The Tunisian United Network (TUN) is alarmed by today’s news that more than thirty members of parliament, including the speaker Rached Ghannouchi, have been called in for questioning by authorities. TUN previously welcomed the decision of the suspended Tunisian Parliament to hold plenary sessions and called on the Biden Administration and members of the U.S. Congress to urge President Saied to refrain from interfering in the legislative process or hindering the scheduled parliamentary meetings in any way.
Now, TUN calls on the United States’ government and the international community to condemn President Saied’s decision to dissolve the Parliament and recognize the Tunisian People’s Assembly as a legitimate functioning body with a vital, constitutional role as a “check” on the executive branch. Further, TUN calls on the United States to hold President Saied and the Tunisian security forces responsible for the safety of the parliamentarians amid Saied’s accusations that the session equated to a “plot against the internal and external security of the state.”

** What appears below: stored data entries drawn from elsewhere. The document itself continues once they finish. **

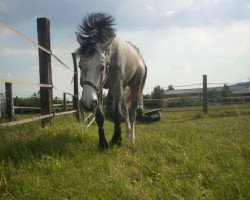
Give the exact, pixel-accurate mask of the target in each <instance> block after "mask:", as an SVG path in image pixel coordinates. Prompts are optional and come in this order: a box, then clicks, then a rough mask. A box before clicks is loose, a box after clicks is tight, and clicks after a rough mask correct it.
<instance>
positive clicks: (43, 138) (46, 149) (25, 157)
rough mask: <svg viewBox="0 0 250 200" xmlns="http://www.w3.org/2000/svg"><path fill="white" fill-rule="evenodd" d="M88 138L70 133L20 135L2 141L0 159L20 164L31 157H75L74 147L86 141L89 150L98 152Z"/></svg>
mask: <svg viewBox="0 0 250 200" xmlns="http://www.w3.org/2000/svg"><path fill="white" fill-rule="evenodd" d="M26 137H27V136H26ZM31 137H32V136H31ZM88 140H89V139H88V138H86V137H84V136H83V135H80V134H68V133H60V134H56V135H53V134H43V135H39V136H37V137H35V138H34V139H23V138H21V136H20V137H18V138H15V139H13V140H12V139H9V140H6V141H1V149H0V161H1V162H3V161H4V162H8V161H11V162H12V163H14V164H18V163H20V162H22V161H24V160H29V159H35V160H36V159H37V160H39V159H44V158H51V157H73V156H74V155H75V151H74V147H75V148H77V147H79V146H81V147H82V148H84V147H85V143H88V148H89V151H91V150H93V152H96V153H98V151H97V150H96V147H95V145H94V144H93V145H92V146H91V145H90V144H92V142H88ZM85 148H86V147H85Z"/></svg>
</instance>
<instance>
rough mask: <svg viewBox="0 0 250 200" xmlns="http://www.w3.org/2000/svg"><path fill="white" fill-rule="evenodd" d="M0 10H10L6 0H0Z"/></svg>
mask: <svg viewBox="0 0 250 200" xmlns="http://www.w3.org/2000/svg"><path fill="white" fill-rule="evenodd" d="M0 12H8V7H7V5H6V3H5V2H4V1H0Z"/></svg>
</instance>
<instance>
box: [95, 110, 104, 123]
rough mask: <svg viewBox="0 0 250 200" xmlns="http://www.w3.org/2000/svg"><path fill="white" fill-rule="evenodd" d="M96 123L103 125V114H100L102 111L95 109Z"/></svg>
mask: <svg viewBox="0 0 250 200" xmlns="http://www.w3.org/2000/svg"><path fill="white" fill-rule="evenodd" d="M95 121H96V123H97V124H98V125H103V124H104V113H103V112H102V110H100V109H97V110H96V119H95Z"/></svg>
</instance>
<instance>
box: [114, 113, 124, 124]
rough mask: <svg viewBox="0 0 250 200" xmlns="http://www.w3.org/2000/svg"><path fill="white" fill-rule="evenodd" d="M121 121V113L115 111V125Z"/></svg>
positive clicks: (114, 114) (121, 117)
mask: <svg viewBox="0 0 250 200" xmlns="http://www.w3.org/2000/svg"><path fill="white" fill-rule="evenodd" d="M122 121H123V114H122V112H121V111H118V112H117V111H116V112H115V113H114V122H115V123H121V122H122Z"/></svg>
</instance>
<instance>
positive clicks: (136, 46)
mask: <svg viewBox="0 0 250 200" xmlns="http://www.w3.org/2000/svg"><path fill="white" fill-rule="evenodd" d="M125 42H126V43H127V44H128V45H129V46H130V47H132V48H133V49H135V50H136V51H137V52H138V53H140V50H139V49H138V47H137V46H135V45H134V44H133V43H132V42H129V41H125Z"/></svg>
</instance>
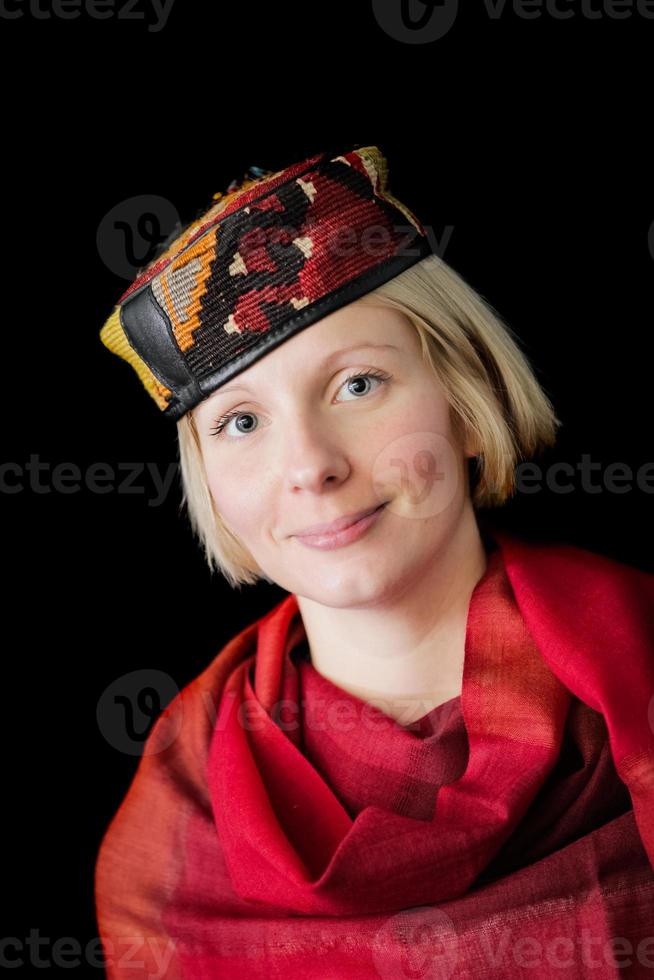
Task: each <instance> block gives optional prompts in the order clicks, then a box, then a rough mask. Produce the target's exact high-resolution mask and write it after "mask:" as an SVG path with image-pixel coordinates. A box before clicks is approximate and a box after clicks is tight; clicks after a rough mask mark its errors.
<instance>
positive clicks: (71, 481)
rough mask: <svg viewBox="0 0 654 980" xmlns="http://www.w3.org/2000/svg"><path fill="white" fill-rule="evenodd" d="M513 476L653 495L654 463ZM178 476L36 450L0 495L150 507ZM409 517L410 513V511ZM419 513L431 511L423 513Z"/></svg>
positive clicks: (546, 489) (553, 484)
mask: <svg viewBox="0 0 654 980" xmlns="http://www.w3.org/2000/svg"><path fill="white" fill-rule="evenodd" d="M429 454H430V450H429V448H428V447H426V448H423V449H422V450H421V452H420V453H419V454H416V457H415V459H414V466H413V469H411V467H408V466H406V460H404V461H403V462H404V463H405V467H404V470H403V471H402V474H401V480H402V488H403V490H404V491H405V492H409V491H411V492H412V493H413V495H414V496H415V494H419V495H420V497H421V498H424V497H425V495H426V494H427V495H428V494H429V491H430V489H431V484H433V485H437V482H438V481H439V480H440V479H442V475H441V474H440V472H439V466H440V465H441V463H442V460H441V458H440V456H439V452H438V451H436V452H433V453H432V454H431V455H432V456H433V459H432V465H431V466H427V465H426V463H425V460H426V458H428V457H429ZM514 475H515V492H516V494H517V495H519V494H530V495H531V494H535V493H540V492H542V491H545V492H548V493H554V494H570V493H575V492H576V493H590V494H598V493H610V494H625V493H630V492H633V491H636V492H640V493H654V461H652V462H645V463H643V464H642V465H641V466H639V467H638V468H637V469H634V468H633V467H632V466H630V465H629V464H628V463H624V462H621V461H617V460H615V461H611V462H609V463H606V464H604V463H601V462H599V461H595V460H593V459H592V458H591V455H590V453H582V455H581V459H580V460H579V461H577V462H576V463H572V462H570V461H569V460H560V461H556V462H550V463H548V464H547V465H541V464H540V463H537V462H533V461H530V462H521V463H519V464H518V465H517V466H516V467H515V469H514ZM176 477H178V478H179V477H180V467H179V463H169V464H168V466H166V467H164V466H160V465H159V464H158V463H155V462H125V463H106V462H94V463H89V464H88V465H87V466H86V467H84V466H81V465H79V464H78V463H74V462H58V463H52V462H48V461H43V460H41V457H40V455H39V454H38V453H32V454H31V455H30V457H29V460H28V461H26V462H18V461H5V462H0V494H7V495H9V496H11V495H13V494H19V493H23V492H26V491H27V492H30V493H34V494H52V493H54V494H58V493H61V494H75V493H80V492H82V491H86V492H88V493H93V494H108V493H117V494H127V493H129V494H136V495H138V496H141V497H143V498H144V499H146V500H147V504H148V507H160V506H161V505H162V504H163V503H165V501H166V499H167V497H168V494H169V492H170V489H171V487H172V485H173V482H174V480H175V478H176ZM144 478H145V479H144ZM491 491H492V487H491ZM405 516H406V517H409V516H410V515H409V514H406V513H405ZM419 516H422V517H424V516H427V515H426V513H424V512H422V511H421V512H420V515H419Z"/></svg>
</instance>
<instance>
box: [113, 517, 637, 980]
mask: <svg viewBox="0 0 654 980" xmlns="http://www.w3.org/2000/svg"><path fill="white" fill-rule="evenodd" d="M491 538H492V539H494V542H495V544H496V546H497V547H496V548H495V550H491V551H490V553H489V556H488V565H487V568H486V571H485V573H484V575H483V577H482V578H481V579H480V580H479V582H478V583H477V585H476V586H475V589H474V591H473V593H472V597H471V601H470V607H469V612H468V622H467V631H466V646H465V663H464V671H463V686H462V693H461V695H460V697H457V698H453V699H451V700H450V701H448V702H446V703H445V704H442V705H439V706H438V707H437V708H435V709H433V710H432V711H430V712H428V714H427V715H425V717H423V718H422V719H420V721H419V722H418V723H414V724H413V725H408V726H403V725H401V724H398V723H397V722H395V721H393V720H392V719H391V718H389V717H388V716H386V715H384V714H383V713H382V712H381V711H380V710H379V709H377V708H375V707H373V706H371V705H367V704H366V703H365V702H364V701H362V700H360V699H359V698H357V697H355V696H354V695H351V694H348V693H347V692H345V691H343V690H341V689H340V688H338V687H336V686H335V685H334V684H332V683H331V682H330V681H328V680H327V679H326V678H324V677H321V675H319V674H318V673H317V671H316V670H315V668H314V667H313V666H312V665H311V663H310V661H307V660H303V659H302V657H301V655H300V654H301V652H302V649H303V641H304V640H305V633H304V628H303V625H302V620H301V617H300V615H299V609H298V605H297V599H296V597H295V596H294V595H288V596H287V597H286V598H285V599H283V600H282V601H281V602H280V603H279V604H278V605H277V606H276V607H275V608H274V609H273V610H272V611H271V612H270V613H268V614H267V615H265V616H263V617H262V618H261V619H260V620H258V621H256V622H255V623H253V624H252V625H251V626H249V627H247V628H246V629H245V630H243V631H242V632H241V633H240V634H239V635H238V636H236V637H235V638H234V639H233V640H232V641H231V642H230V643H228V644H227V645H226V647H225V648H224V649H223V650H222V651H221V652H220V654H219V655H218V656H217V657H216V658H215V659H214V660H213V661H212V663H211V664H210V665H209V667H208V668H207V669H206V670H205V671H204V672H203V673H202V674H201V675H199V677H197V678H196V679H195V680H194V681H193V682H192V683H191V684H189V685H188V686H187V687H186V688H185V689H184V690H183V691H182V692H181V693H180V695H179V696H178V697H177V698H176V699H175V700H174V701H173V702H172V703H171V705H169V707H168V708H167V709H166V710H165V711H164V712H163V714H162V715H161V717H160V718H159V720H158V721H157V723H156V725H155V726H154V728H153V730H152V732H151V734H150V736H149V738H148V740H147V743H146V746H145V751H144V755H143V757H142V758H141V760H140V763H139V768H138V770H137V773H136V776H135V778H134V780H133V782H132V785H131V786H130V789H129V792H128V794H127V796H126V798H125V800H124V802H123V804H122V806H121V807H120V809H119V811H118V813H117V814H116V816H115V817H114V819H113V821H112V823H111V825H110V827H109V829H108V830H107V832H106V834H105V837H104V839H103V842H102V846H101V848H100V852H99V854H98V859H97V865H96V882H95V886H96V911H97V918H98V926H99V932H100V935H101V937H102V938H103V941H104V944H105V956H106V959H107V975H108V976H109V977H120V978H123V977H136V976H139V977H144V976H146V974H147V973H150V975H151V976H157V977H166V978H177V977H180V978H181V977H191V978H198V977H207V978H209V977H217V976H232V975H234V976H239V977H242V978H246V977H266V978H267V977H273V976H280V977H281V976H284V977H288V978H290V977H296V976H297V977H300V976H301V977H303V978H304V977H316V978H326V977H329V978H331V977H334V978H340V977H347V978H350V977H354V978H359V977H361V978H373V977H374V978H380V977H381V978H385V977H389V978H390V977H397V976H400V977H403V976H412V977H421V978H422V977H425V978H426V977H441V976H447V977H459V976H460V977H469V976H471V975H473V974H474V975H483V976H485V977H495V976H497V977H498V978H499V977H502V978H506V977H514V976H515V977H518V976H523V975H524V972H523V971H524V970H525V969H527V970H528V971H529V975H531V976H539V977H543V976H550V975H556V976H557V977H559V976H561V977H567V976H570V977H579V976H584V975H586V974H585V972H584V971H585V970H588V971H590V972H589V974H588V975H592V976H593V977H600V978H609V977H615V976H618V975H619V976H626V975H630V976H640V975H647V976H649V975H652V976H654V871H653V869H654V576H651V575H647V574H646V573H644V572H641V571H639V570H637V569H635V568H631V567H630V566H627V565H624V564H621V563H619V562H614V561H611V560H610V559H608V558H605V557H602V556H600V555H597V554H594V553H592V552H588V551H585V550H583V549H580V548H576V547H573V546H571V545H564V544H533V543H527V542H524V541H521V540H519V539H517V538H515V537H513V536H512V535H508V534H506V533H505V532H499V531H493V532H492V535H491ZM648 940H649V944H648ZM130 943H131V945H130ZM616 944H617V945H616ZM639 944H640V945H639ZM629 949H630V950H631V952H630V953H629V952H628V950H629ZM539 956H540V959H539ZM629 960H630V961H631V963H632V964H633V969H634V970H635V971H636V972H634V973H629V972H627V973H624V968H625V966H626V965H627V963H628V961H629ZM135 964H142V965H141V966H138V965H135ZM639 969H641V970H644V971H646V972H644V973H643V974H641V973H639V972H638V970H639ZM648 969H649V972H647V971H648ZM552 970H555V972H554V973H553V974H551V973H550V972H548V971H552ZM407 971H408V972H407ZM421 971H422V972H421ZM538 971H540V972H538Z"/></svg>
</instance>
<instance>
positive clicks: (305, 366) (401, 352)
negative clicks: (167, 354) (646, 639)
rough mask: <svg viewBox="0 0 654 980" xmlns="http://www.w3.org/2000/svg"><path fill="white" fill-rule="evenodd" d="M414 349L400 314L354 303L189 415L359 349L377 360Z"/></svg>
mask: <svg viewBox="0 0 654 980" xmlns="http://www.w3.org/2000/svg"><path fill="white" fill-rule="evenodd" d="M416 344H417V338H416V337H415V331H414V330H413V328H412V326H411V323H410V321H409V319H408V317H407V316H406V315H405V314H404V313H402V312H401V311H400V310H397V309H393V308H391V307H388V306H384V305H382V304H380V303H377V304H375V303H374V302H371V301H369V300H366V301H364V300H357V301H356V302H354V303H349V304H348V305H347V306H344V307H341V308H340V309H338V310H335V311H334V312H333V313H330V314H329V315H328V316H325V317H323V318H322V319H320V320H318V321H316V322H315V323H313V324H310V325H309V326H308V327H306V328H305V329H303V330H300V331H299V332H298V333H296V334H294V335H293V336H292V337H289V339H288V340H285V341H284V342H283V343H281V344H280V345H279V346H278V347H275V348H273V350H271V351H270V352H269V353H268V354H265V355H264V356H263V357H262V358H261V359H260V360H259V361H255V363H254V364H252V365H251V366H250V367H249V368H247V369H246V370H244V371H241V372H240V373H239V374H237V375H235V376H234V377H233V378H230V379H229V381H226V382H225V383H224V385H221V386H220V387H219V388H217V389H216V390H215V391H214V392H212V393H211V395H209V397H208V398H206V399H204V401H202V402H201V403H200V404H199V405H198V406H197V407H196V409H195V410H194V415H196V416H199V415H203V414H204V413H205V412H209V411H212V410H213V408H214V407H217V406H218V405H219V404H222V403H223V402H224V401H225V399H226V398H227V397H228V396H229V395H230V394H232V393H233V394H234V395H236V394H238V393H243V394H246V393H247V392H246V389H247V390H249V391H253V392H254V391H256V390H257V389H260V390H263V389H264V387H265V385H266V383H267V381H273V382H274V383H275V384H278V383H279V382H280V381H283V379H284V377H293V376H294V375H295V373H296V371H298V370H301V371H302V372H303V373H307V372H314V371H315V372H320V371H321V370H323V369H324V368H325V367H327V368H329V367H330V366H331V365H337V364H338V361H339V360H340V358H341V354H342V356H343V357H344V358H345V359H347V356H348V354H351V355H352V356H355V355H356V354H357V353H358V352H359V348H361V351H360V353H361V354H362V355H365V354H366V353H368V356H370V355H372V354H373V352H374V351H375V350H376V351H378V352H379V353H380V354H383V353H387V354H389V353H390V354H393V353H396V354H397V353H402V352H407V351H409V350H411V348H412V347H414V346H415V345H416ZM364 347H366V348H367V347H370V351H367V350H364V349H363V348H364ZM223 396H224V397H223Z"/></svg>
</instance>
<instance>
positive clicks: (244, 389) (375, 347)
mask: <svg viewBox="0 0 654 980" xmlns="http://www.w3.org/2000/svg"><path fill="white" fill-rule="evenodd" d="M399 349H400V348H399V347H396V345H395V344H367V343H363V344H354V345H353V346H352V347H343V348H342V350H337V351H334V352H333V353H332V354H330V355H329V356H328V357H326V358H325V359H324V361H323V362H322V364H321V367H329V365H330V364H332V363H333V362H334V361H335V360H336V359H337V358H339V357H341V355H342V354H349V353H351V352H352V351H355V350H395V351H399ZM250 390H251V389H250V388H249V387H248V385H246V384H235V385H227V387H225V388H217V389H216V392H217V393H218V392H220V394H221V395H227V394H229V392H230V391H250Z"/></svg>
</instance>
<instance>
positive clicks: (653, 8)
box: [372, 0, 654, 44]
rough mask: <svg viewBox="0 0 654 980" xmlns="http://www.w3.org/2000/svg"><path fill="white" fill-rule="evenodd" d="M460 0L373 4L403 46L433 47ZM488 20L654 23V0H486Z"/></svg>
mask: <svg viewBox="0 0 654 980" xmlns="http://www.w3.org/2000/svg"><path fill="white" fill-rule="evenodd" d="M458 6H459V5H458V0H372V10H373V14H374V17H375V20H376V21H377V23H378V24H379V26H380V27H381V29H382V30H383V31H384V32H385V33H386V34H388V36H389V37H391V38H393V40H395V41H399V42H400V43H401V44H431V43H433V42H434V41H438V40H440V39H441V38H443V37H445V35H446V34H448V33H449V32H450V30H451V29H452V27H453V26H454V23H455V21H456V18H457V14H458ZM481 7H482V8H483V11H484V12H485V13H486V16H487V17H488V18H489V20H494V21H497V20H500V18H503V17H506V16H507V15H508V14H511V15H512V16H514V17H516V18H517V19H518V20H529V21H533V20H540V19H541V18H544V17H546V18H549V19H550V20H560V21H568V20H571V19H572V18H582V19H584V20H590V21H596V20H612V21H616V20H629V19H631V18H633V17H640V18H641V19H642V20H654V0H511V2H508V0H483V2H482V4H481Z"/></svg>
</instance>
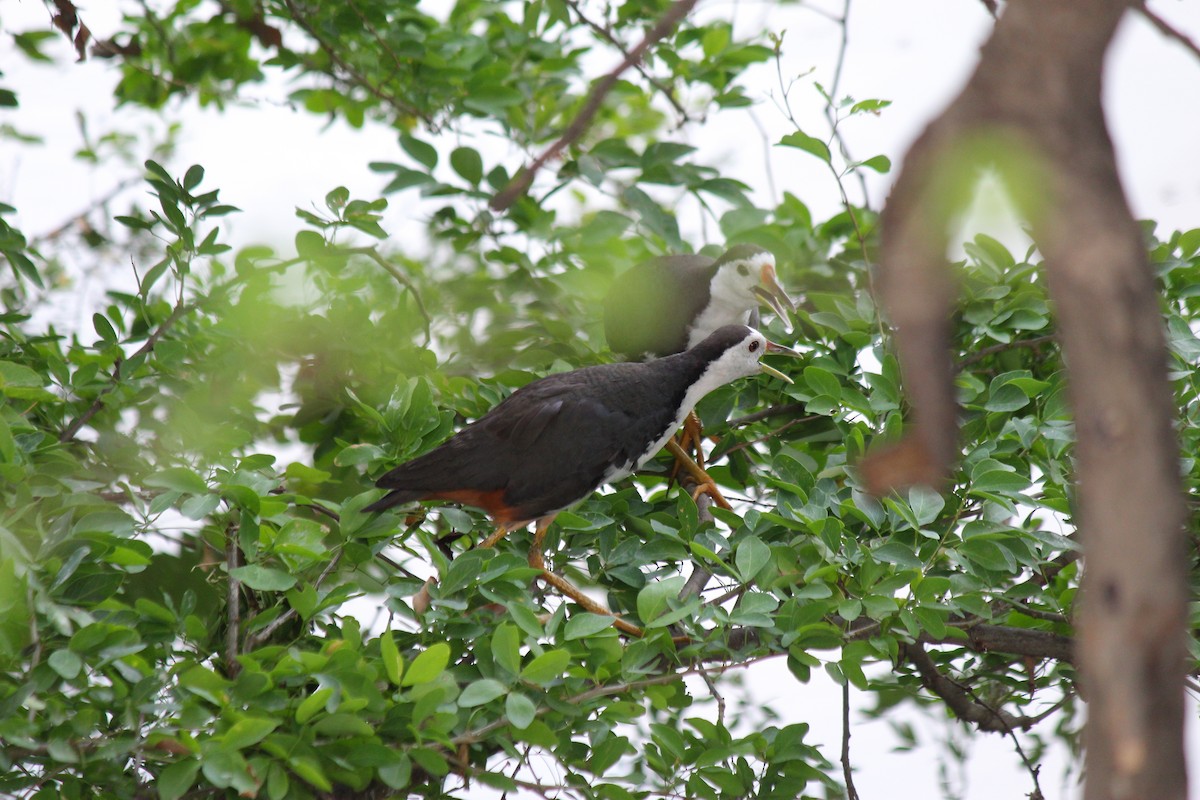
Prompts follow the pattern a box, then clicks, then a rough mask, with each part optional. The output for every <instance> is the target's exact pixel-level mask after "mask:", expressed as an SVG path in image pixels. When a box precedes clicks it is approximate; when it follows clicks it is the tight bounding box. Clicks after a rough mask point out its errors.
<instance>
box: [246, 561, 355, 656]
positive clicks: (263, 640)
mask: <svg viewBox="0 0 1200 800" xmlns="http://www.w3.org/2000/svg"><path fill="white" fill-rule="evenodd" d="M343 552H344V551H338V552H337V554H336V555H335V557H334V558H331V559H329V564H326V565H325V569H324V570H322V572H320V575H319V576H317V579H316V581H314V582H313V584H312V585H313V588H316V587H319V585H320V584H322V583H324V581H325V578H328V577H329V576H330V573H331V572H332V571H334V569H335V567H336V566H337V563H338V561H341V560H342V553H343ZM295 616H296V609H295V608H292V607H289V608H288V609H287V610H284V612H283V613H282V614H280V615H278V616H276V618H275V619H272V620H271V621H270V622H269V624H268V625H266V626H264V627H263V630H260V631H257V632H254V633H253V634H252V636H250V637H247V639H246V648H247V649H250V650H253V649H254V648H257V646H259V645H260V644H264V643H265V642H268V640H269V639H270V638H271V636H274V634H275V632H276V631H277V630H280V628H281V627H282V626H283V625H286V624H288V622H289V621H292V619H293V618H295Z"/></svg>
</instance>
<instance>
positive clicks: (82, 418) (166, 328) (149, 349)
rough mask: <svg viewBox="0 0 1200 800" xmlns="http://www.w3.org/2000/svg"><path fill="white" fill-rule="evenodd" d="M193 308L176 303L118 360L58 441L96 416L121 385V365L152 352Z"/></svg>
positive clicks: (82, 426)
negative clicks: (117, 387) (137, 343)
mask: <svg viewBox="0 0 1200 800" xmlns="http://www.w3.org/2000/svg"><path fill="white" fill-rule="evenodd" d="M193 308H196V303H184V302H180V303H176V305H175V309H174V311H172V312H170V317H168V318H167V319H164V320H162V324H160V325H158V327H156V329H155V330H154V332H152V333H150V336H148V337H146V341H145V343H144V344H143V345H142V347H140V348H138V350H137V351H136V353H134V354H133V355H131V356H130V357H127V359H118V360H116V363H114V365H113V377H112V378H110V379H109V381H108V385H107V386H104V389H102V390H101V392H100V395H97V396H96V399H95V401H92V403H91V405H90V407H88V410H85V411H84V413H83V414H80V415H79V416H78V417H76V419H74V420H72V421H71V422H70V423H68V425H67V427H65V428H62V433H60V434H59V441H62V443H66V441H71V440H72V439H74V438H76V434H77V433H79V431H80V428H83V426H85V425H88V422H90V421H91V417H94V416H96V414H97V413H98V411H100V409H102V408H103V407H104V397H106V396H107V395H108V393H109V392H112V391H113V390H114V389H116V386H118V384H120V383H121V365H122V363H125V362H126V361H131V360H133V359H137V357H139V356H143V355H146V354H148V353H150V351H151V350H154V345H155V344H156V343H157V342H158V339H160V338H162V336H163V333H166V332H167V331H168V330H170V327H172V325H174V324H175V323H178V321H179V319H180V318H181V317H182V315H184V314H185V313H187V312H188V311H192V309H193Z"/></svg>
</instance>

Per Article 68 of the 2014 Tunisian Constitution, no member of Tunisia’s parliament “may be prosecuted through civil or criminal proceedings, arrested or tried for opinions or propositions presented or for work done in relation to his/her parliamentary functions.” And, according to the emergency section (Article 80) cited by Saied on July 25, 2021 when he justified his suspension of the parliament’s activities, “the President of the Republic cannot dissolve the Assembly of the Representatives of the People” after the emergency measures enter into force. Therefore, the Tunisian authorities must allow the parliament to perform their duties as representatives of the people.
TUN Board Member Hanene Ben Ali stated that
“The courageous members of the Tunisian Parliament who met on Wednesday are doing exactly what we Tunisians have elected them to do and they deserve our support and admiration. We call on the Biden Administration to stand with the parliament and the Tunisian people as they struggle to regain Tunisia’s democracy and its rightful place among the free world.”